Recent and upcoming advances in structural biology techniques promise to revolutionize our understanding of O. iheyensis ATP synthase subunit b:

• Cryo-Electron Microscopy Advances:

  • Higher resolution structures (approaching 2Å) of the complete ATP synthase complex

  • Time-resolved cryo-EM to capture conformational changes during catalytic cycle

  • Visualization of lipid-protein interactions in native-like environments

• Integrative Structural Biology:

  • Combination of cryo-EM, X-ray crystallography, and NMR spectroscopy data

  • Integration with crosslinking mass spectrometry to map interaction interfaces

  • Correlation with molecular dynamics simulations for complete dynamic pictures

• Single-Molecule Techniques:

  • FRET-based approaches to track conformational changes in real-time

  • Optical and magnetic tweezers to measure forces during ATP synthesis/hydrolysis

  • High-speed AFM to visualize structural dynamics at the nanoscale

• Native Mass Spectrometry:

  • Analysis of intact ATP synthase complexes from native membranes

  • Identification of small molecules and lipids that co-purify with the complex

  • Detection of post-translational modifications under different environmental conditions

These technological advances will likely reveal how the unique sequence and structural features of O. iheyensis ATP synthase subunit b contribute to its function in extreme environments, particularly how its conformation changes during the catalytic cycle and how it maintains stability in high-salt conditions .

How does the structure and function of ATP synthase subunit b compare with other stator components across species?

ATP synthase subunit b serves as a critical component of the stator structure, with important variations across species:

The O. iheyensis subunit b demonstrates several distinctive features including:

• Higher proportion of negatively charged residues on surface-exposed regions

• More compact hydrophobic core in the membrane-spanning domain

• Modified dimerization interface with specialized salt bridges

These comparative analyses suggest that while the core function of subunit b as a stator component is conserved, substantial adaptations have occurred to maintain this function in diverse environments, with O. iheyensis showing specific modifications for halotolerance .

What insights can be gained from comparing the ATP synthase subunit b from O. iheyensis with that of other extremophiles?

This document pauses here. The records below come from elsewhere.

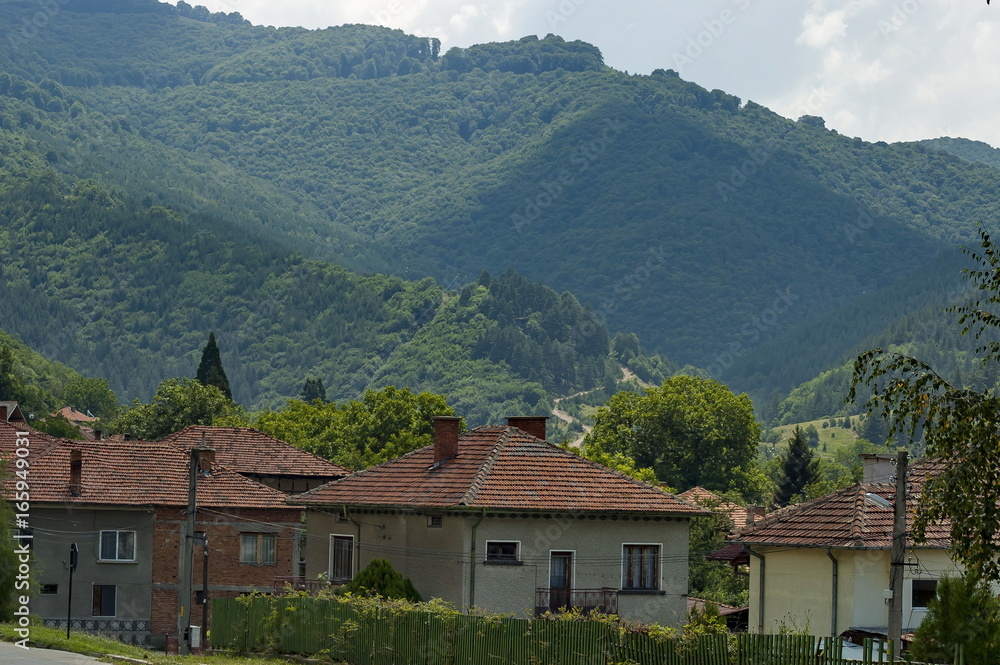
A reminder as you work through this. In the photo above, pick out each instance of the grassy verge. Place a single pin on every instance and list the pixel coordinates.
(52, 638)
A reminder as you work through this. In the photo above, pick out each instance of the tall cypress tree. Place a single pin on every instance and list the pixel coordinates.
(799, 469)
(210, 370)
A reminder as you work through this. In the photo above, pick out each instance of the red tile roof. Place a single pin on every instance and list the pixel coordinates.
(130, 473)
(74, 416)
(500, 468)
(252, 452)
(737, 514)
(848, 518)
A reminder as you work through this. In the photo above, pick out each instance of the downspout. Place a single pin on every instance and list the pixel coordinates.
(472, 563)
(760, 591)
(833, 611)
(357, 541)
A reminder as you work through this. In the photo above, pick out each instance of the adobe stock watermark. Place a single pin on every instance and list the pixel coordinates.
(22, 504)
(752, 331)
(580, 159)
(714, 28)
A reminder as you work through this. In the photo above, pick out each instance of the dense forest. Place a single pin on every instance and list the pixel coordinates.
(324, 200)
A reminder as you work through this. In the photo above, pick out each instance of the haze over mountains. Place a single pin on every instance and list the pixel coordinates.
(163, 170)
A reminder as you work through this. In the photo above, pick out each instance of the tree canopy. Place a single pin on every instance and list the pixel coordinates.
(380, 426)
(960, 426)
(799, 469)
(690, 430)
(177, 404)
(210, 369)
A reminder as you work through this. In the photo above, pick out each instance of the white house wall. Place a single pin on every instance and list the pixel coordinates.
(436, 559)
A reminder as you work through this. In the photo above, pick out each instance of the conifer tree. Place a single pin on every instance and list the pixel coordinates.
(313, 390)
(210, 370)
(798, 470)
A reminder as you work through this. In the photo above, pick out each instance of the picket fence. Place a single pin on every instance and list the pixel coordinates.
(382, 636)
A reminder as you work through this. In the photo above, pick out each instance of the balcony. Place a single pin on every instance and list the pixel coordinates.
(553, 600)
(288, 583)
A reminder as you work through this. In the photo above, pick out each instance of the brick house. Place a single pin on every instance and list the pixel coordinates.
(124, 504)
(498, 518)
(260, 457)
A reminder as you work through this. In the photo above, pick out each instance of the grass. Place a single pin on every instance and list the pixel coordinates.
(55, 638)
(834, 438)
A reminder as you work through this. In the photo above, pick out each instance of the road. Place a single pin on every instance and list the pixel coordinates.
(13, 655)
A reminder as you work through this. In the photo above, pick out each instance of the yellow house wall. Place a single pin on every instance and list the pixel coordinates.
(437, 559)
(799, 588)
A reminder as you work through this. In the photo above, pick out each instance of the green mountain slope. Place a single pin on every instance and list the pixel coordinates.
(726, 236)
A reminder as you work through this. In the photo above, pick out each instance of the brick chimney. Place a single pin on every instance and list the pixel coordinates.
(445, 437)
(533, 425)
(76, 472)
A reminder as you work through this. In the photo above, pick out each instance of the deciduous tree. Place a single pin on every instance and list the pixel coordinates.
(961, 427)
(691, 431)
(177, 404)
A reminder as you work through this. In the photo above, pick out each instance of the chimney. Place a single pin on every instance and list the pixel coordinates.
(878, 468)
(76, 472)
(533, 425)
(445, 437)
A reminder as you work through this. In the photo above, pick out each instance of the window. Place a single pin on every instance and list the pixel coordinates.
(104, 600)
(640, 566)
(258, 548)
(117, 546)
(341, 559)
(498, 551)
(921, 593)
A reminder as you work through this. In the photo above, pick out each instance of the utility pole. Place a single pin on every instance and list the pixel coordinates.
(897, 555)
(185, 568)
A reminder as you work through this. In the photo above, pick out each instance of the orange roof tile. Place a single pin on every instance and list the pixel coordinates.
(848, 518)
(128, 473)
(250, 451)
(500, 468)
(74, 416)
(737, 514)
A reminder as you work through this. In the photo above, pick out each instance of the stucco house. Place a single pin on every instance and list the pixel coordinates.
(499, 519)
(124, 505)
(823, 565)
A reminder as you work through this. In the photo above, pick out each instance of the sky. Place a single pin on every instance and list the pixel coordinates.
(890, 70)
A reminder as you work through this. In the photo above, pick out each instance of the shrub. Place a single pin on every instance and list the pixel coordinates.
(963, 613)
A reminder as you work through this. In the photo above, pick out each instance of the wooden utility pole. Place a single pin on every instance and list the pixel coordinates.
(898, 554)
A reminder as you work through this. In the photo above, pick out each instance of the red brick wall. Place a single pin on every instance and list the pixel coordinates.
(226, 575)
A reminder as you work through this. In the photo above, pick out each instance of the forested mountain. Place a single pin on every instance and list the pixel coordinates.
(192, 157)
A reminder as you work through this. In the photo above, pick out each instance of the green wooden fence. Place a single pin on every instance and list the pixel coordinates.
(371, 635)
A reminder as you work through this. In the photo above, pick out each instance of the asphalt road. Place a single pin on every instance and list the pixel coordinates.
(13, 655)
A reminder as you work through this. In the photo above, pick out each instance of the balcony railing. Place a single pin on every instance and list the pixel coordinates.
(284, 584)
(554, 600)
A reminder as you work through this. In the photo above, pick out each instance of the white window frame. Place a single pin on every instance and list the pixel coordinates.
(517, 552)
(659, 567)
(259, 549)
(118, 533)
(353, 562)
(921, 608)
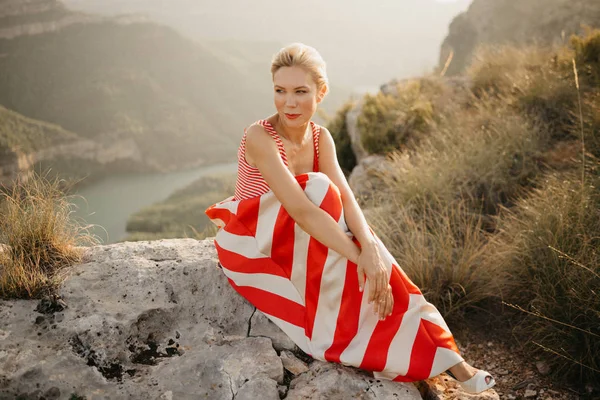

Comparative analysis of ATP synthase subunit b across extremophiles reveals important adaptations to different environmental challenges:

• Halophiles vs. Halotolerant Organisms:

  • Halophiles (e.g., Halobacterium) show extensive negative surface charge for hydration shell maintenance

  • Halotolerant O. iheyensis displays moderate surface charge with selective ion-binding sites

  • Different strategies for managing salt stress while maintaining protein-protein interactions

• Thermophiles vs. Psychrophiles:

  • Thermophiles show increased rigid structures with more ion pairs and disulfide bonds

  • Psychrophiles display increased flexibility with fewer proline residues

  • O. iheyensis occupies a middle ground with temperature adaptations secondary to salt tolerance

• Acidophiles vs. Alkaliphiles:

  • Different distribution of charged residues to maintain function at pH extremes

  • Specialized interactions with other ATP synthase components

  • O. iheyensis shows adaptations toward mild alkaline tolerance

Comparative genomic analysis indicates that ATP synthase subunit b is among the most conserved genome segments across diverse bacteria, making it valuable for understanding core adaptations to extreme environments . The adaptations seen in O. iheyensis provide insights into the minimal changes required for halotolerance without compromising the fundamental ATP synthase structure and function.

These comparative approaches have identified key residues and structural elements that could be targets for protein engineering to create customized ATP synthase variants with selected extremophilic properties.